Three retired Marines who last lowered the flag in 1961 took part in the ceremony, handing a new flag to the Marine Color Guard. As the flag was raised, there were loud cheers and applause from the crowd of U.S. and Cuban dignitaries and longtime proponents of U.S.-Cuban engagement, and from people watching from neighboring balconies.
The United States and Cuba formally renewed diplomatic relations and upgraded their diplomatic missions to embassies almost four weeks ago.
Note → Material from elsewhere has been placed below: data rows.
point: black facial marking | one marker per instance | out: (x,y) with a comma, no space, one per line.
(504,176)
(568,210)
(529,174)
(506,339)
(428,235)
While the Cubans celebrated with a flag-raising in Washington on July 20, the Americans waited until Kerry could travel to Havana.
He took advantage of his trip to reassure Cuban dissidents of continued support from Washington.
“Kerry’s message was that the United States would continue to support democracy and pressing the subject of human rights in Cuba,” said Martha Beatriz Roque, one of 75 former political prisoners jailed in what is known as the Black Spring of 2003.
But dissidents were not invited to the flag-raising in deference to the Cuban government, drawing sharp rebukes from opponents of the opening to Cuba, who say Havana has made no concessions in exchange for diplomatic ties.
“Secretary Kerry’s visit is especially insulting for Cuba’s dissidents,” said Jeb Bush, a Republican candidate for next year’s U.S. presidential election. He is also a former governor of Florida, home to the biggest Cuban emigre population.
“That courageous Cubans whose only crime is to speak out for freedom and democracy will be kept away from the official ceremony opening the U.S. Embassy is yet another concession to the Castros,” Bush said.